Detailed Report Interpretation
Every institution that participates in PACE receives comparison data in three categories of its choosing. When a comparison group is selected, your institution is compared to all other institutions in the PACE normbase that share your institution’s classification along that dimension. Clients are able to select three of the following categories:
- PACE Normbase
- Previous Administration
- Census Region
- Degree Type
Interpreting Frequency Distributions Tables
The frequency distributions tables in your reports present statistics for each question on the PACE Survey. Questions are grouped by the four PACE climate factors (see page two for descriptions of the four climate factors) with one table for each factor. In the first (gray) column, each table presents the count and percentage of respondents at your institution who answered “very satisfied,” “satisfied,” “neither satisfied nor dissatisfied,” “dissatisfied,” and “very dissatisfied” for each question on the PACE Survey. Respondents who answered “not applicable” are treated as missing responses and are not included in frequencies.
The other three columns provide the same statistics corresponding to your selected comparison groups. These tables do not report statistical significance or effect size and are intended to show only the distribution of responses within your administration and your comparison groups. In order to understand to what extent and how your institution differed from your comparison groups, you will want to review the mean comparison tables throughout your reports.
Interpreting Item Mean Comparisons Tables
The mean comparison tables in your reports present your institution’s mean for each question on the PACE Survey. The mean comparison tables follow the same structure as the frequency comparison tables. The gray column presents your institution’s data for each PACE item, showing the total number of respondents (N) to that item and the mean score for that item. The other three columns present mean difference comparisons between your institution and the three comparison groups you selected with corresponding statistical significance and effect size. In your reports, — indicates the results are redacted for confidentiality, whereas ∅ indicates a mean could not be calculated for this response option because there were zero responses. Respondents who answered “not applicable” are treated as missing responses and are not included in means.
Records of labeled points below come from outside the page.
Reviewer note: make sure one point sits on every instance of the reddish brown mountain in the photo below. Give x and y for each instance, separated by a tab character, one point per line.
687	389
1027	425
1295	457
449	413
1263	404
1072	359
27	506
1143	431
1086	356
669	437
Statistical significance is an indicator of the probability that the difference between your current mean and the comparison group mean is not due to chance alone. There are three levels of statistical significance or p value used in our reports: p < .05 (*), p < .01 (**), and p < .001 (***). If there is a statistically significant difference between your institution’s current mean and the comparison groups, either one, two, or three asterisks will be in the “Sig.” column depending on the level of significance. If the statistical significance column for an item is blank, then the mean difference for that item may be due to chance alone and should not be considered meaningful for the sake of informing institutional decision-making. In the example below, there is a significant difference between NOCC and the Small 2-year comparison group. The three asterisks indicate the significance level is .001, meaning that there is a .1% chance that this result is due to chance alone. However, it is important to note that even if there is a statistically significant difference, there may not be a practically meaningful difference between two means, especially if your institutional sample is large. For this reason, we report an effect size in the tables as well.
When making comparisons between your current administration and a comparison group, you want to know if the statistically significant differences are practically meaningful differences. Not all differences are meaningful and worth exploring, so we begin by looking for statistically significant differences, as previously discussed in the statistical significance section. While the significance level or p-value notes that the differences are statistically significant, we still do not know how different. Effect size (Cohen’s D) is used to describe the magnitude of the difference, which helps to further understand the relationship between the two items being compared. The higher the absolute value of the effect size, the bigger the difference between the two items being compared, be that a positive or negative difference. Practically speaking, we encourage your institution’s leadership to pay special attention to items with effect sizes of .2 or greater, as these are the areas in which there are the largest differences between your institution and your selected comparison groups.